Article rédigé par Hortense Leblanc - envoyée spéciale en Croatie
France Télévisions - Rédaction Sport
Publié Mis à jour
Temps de lecture : 6min
Luka et Nikola Karabatic lors de l'Euro de handball 2024, contre la Croatie, à Cologne (Allemagne). (INA FASSBENDER / AFP)
Luka et Nikola Karabatic lors de l'Euro de handball 2024, contre la Croatie, à Cologne (Allemagne). (INA FASSBENDER / AFP)

Sans Nikola Karabatic, retraité, mais avec son frère Luka, l’équipe de France dispute sa demi-finale du championnat du monde de handball, jeudi (21h), contre la Croatie, à Zagreb (Croatie).

Dans le café de l'hôtel des Bleus à Varazdin, Luka Karabatic est bien entouré. Alors que peu de familles ont fait le déplacement jusque dans le nord-est de la Croatie, où se sont tenus des matchs du tour principal du Mondial de hand, le pivot des Bleus a pu recevoir sa mère, sa tante et des amis, avec qui il discute en serbo-croate autour d'un café. Ses proches sont encore plus nombreux depuis le début de la phase finale à Zagreb, où la France joue en demi-finale du Mondial contre la Croatie, le pays hôte, jeudi 30 janvier (à 21 heures).

Comme son frère Nikola, retraité depuis quelques mois, Luka maîtrise parfaitement la langue grâce aux origines de ses parents, croate pour son père, et serbe pour sa mère. Et si l'accueil des supporters a parfois été tumultueux en Croatie, les deux frères ont toujours pris du plaisir à y jouer. "C'est toujours particulier. J'ai mes racines dans ce pays, j'y retourne souvent… Parfois il y a un peu de chauvinisme, mais je ne m'attends pas à de l'hostilité", déclarait Luka Karabatic avant la compétition.

De l'hostilité, il n'y en a pas eu jusque-là dans ce Mondial aux salles assez vides, envers le cadet des frères Karabatic, né à Strasbourg en 1988. Pour Nikola, son aîné de quatre ans né à Nis (ex-Yougoslavie, Serbie), il a en revanche pu y en avoir lors de compétitions passées, avec des sifflets contre celui qui a choisi la sélection française sans hésiter, alors qu'il était courtisé par la Croatie.

Aujourd'hui encore, son accrochage tête contre tête avec la légende croate Ivano Balic en finale du Mondial 2009, à Zagreb, reste dans les mémoires de la nouvelle génération des Bleus, comme le confiaient Aymeric Minne et Julien Bos mercredi matin devant la presse.

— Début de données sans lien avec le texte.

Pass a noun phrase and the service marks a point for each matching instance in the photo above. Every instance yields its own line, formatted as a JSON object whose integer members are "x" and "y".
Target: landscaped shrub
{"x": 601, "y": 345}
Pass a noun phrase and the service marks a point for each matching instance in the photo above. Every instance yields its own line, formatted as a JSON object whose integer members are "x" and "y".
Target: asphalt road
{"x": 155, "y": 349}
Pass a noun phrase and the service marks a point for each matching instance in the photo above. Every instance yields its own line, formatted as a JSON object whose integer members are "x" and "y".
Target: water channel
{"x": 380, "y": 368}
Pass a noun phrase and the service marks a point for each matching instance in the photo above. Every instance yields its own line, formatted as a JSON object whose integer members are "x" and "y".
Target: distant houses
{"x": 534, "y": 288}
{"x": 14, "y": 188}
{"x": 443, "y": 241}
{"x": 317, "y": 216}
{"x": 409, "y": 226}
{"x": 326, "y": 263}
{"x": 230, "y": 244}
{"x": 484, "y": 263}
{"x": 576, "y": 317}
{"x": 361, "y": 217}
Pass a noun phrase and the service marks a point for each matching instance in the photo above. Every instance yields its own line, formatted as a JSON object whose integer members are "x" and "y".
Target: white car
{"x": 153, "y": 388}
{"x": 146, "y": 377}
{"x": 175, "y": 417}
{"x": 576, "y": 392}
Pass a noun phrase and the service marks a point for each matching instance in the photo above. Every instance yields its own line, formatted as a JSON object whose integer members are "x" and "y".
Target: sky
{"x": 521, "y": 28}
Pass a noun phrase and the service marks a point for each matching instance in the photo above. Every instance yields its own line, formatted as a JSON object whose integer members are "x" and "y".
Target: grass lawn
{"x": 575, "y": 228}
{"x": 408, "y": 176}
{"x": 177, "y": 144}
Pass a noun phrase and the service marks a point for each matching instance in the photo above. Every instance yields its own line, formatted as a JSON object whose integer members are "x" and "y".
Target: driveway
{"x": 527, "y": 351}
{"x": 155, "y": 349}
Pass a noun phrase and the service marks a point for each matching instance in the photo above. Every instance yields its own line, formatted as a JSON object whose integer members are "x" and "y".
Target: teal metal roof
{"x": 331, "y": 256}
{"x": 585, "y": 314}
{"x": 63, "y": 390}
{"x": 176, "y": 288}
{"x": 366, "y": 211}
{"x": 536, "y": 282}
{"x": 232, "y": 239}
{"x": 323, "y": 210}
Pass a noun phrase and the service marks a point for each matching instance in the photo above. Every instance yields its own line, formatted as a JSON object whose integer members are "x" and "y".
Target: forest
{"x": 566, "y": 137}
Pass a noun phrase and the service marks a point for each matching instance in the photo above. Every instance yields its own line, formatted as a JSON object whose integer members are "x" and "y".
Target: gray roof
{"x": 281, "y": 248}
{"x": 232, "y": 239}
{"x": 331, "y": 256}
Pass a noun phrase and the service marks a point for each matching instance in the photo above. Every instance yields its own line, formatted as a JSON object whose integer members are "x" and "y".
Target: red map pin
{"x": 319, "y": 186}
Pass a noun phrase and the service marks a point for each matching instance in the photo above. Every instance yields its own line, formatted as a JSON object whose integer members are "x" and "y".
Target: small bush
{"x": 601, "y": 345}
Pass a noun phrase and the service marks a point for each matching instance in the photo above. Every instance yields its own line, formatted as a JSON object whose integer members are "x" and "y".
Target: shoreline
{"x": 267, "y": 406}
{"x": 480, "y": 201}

Mais l'ex-arrière gauche ne semble pas en avoir tenu rigueur aux Croates, si l'on se fie à sa story Instagram postée mardi dans laquelle il les encourageait avant leur quart de finale contre la Hongrie. 

"Quand il y a ces matchs contre la Croatie, surtout en Croatie, je suis toujours un peu stressée, parce qu'il peut y avoir des supporters agressifs, confie Lala Karabatic, leur mère. Ils essaient de les déstabiliser, mais Luka et Nikola sont préparés à cela et ne m'ont jamais dit que ça les touchait. Peut-être aussi qu'ils ne veulent pas que je me fasse du souci. Mais quand ils viennent en vacances ici, les Croates sont toujours sympas et demandent des photos".

Vacances en famille et entre amis

Les vacances en Croatie, les frères Karabatic y ont pris goût depuis leur enfance, à Poljica, dans la maison de famille près de Split, sur la côte Adriatique. Nikola qualifie même la Croatie de "plus beau pays du monde", dans une interview donnée à 20 Minutes. "Pour eux, ce sont toujours des souvenirs qui remontent et de la nostalgie. Ils ont gardé un lien affectif puisque c'est le pays de leur papa, décédé en 2011. On a encore de la famille de ce côté, des cousines. Ils viennent pour les vacances, souvent avec des copains et louent un voilier avec un skippeur pour visiter les îles", raconte leur mère.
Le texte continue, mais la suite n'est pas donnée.